Soutien constitutionnel et civil aux mutations arabes d’aujourd’hui

Que faire pour restituer la mémoire de l'accord d'entente nationale de Taëf et éviter la mécanique de répétition ? Que faire pour la gestion du changement et des processus constituants dans des sociétés arabes dans le cadre des mutations d'aujourd'hui et après l'émergence de la rue arabe en tant qu'espace public ?

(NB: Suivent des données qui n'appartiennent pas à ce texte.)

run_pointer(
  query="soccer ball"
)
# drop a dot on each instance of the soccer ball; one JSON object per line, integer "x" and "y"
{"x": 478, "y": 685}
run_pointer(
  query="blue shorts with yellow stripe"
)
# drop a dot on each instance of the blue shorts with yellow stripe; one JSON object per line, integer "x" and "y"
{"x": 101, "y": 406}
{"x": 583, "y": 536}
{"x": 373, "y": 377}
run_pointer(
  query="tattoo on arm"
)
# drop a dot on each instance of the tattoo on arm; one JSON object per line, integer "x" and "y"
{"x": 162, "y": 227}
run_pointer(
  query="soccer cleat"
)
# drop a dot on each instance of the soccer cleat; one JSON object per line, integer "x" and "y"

Le séminaire organisé par la Fondation libanaise pour la paix civile permanente et la Fondation Konrad Adenauer sur le sujet « Transition démocratique et processus constituants : expériences internationales et arabes en perspective comparée » fournit un cadre méthodologique et une feuille de route.
Le problème se pose aujourd'hui avec acuité du fait que la situation compromet la paix civile dans des sociétés menacées par des dissensions internes et des ingérences extérieures (Issam Sleiman). Il se pose aussi du fait qu'il est possible d'éviter ou de circonscrire les risques en profitant de l'expérience, à multiples facettes, du Liban et aussi des expériences internationales. En partant de dix facteurs favorables ou défavorables exposés au cours du séminaire dans les processus constituants, on peut dégager les facteurs de force et de faiblesse dans la transition démocratique.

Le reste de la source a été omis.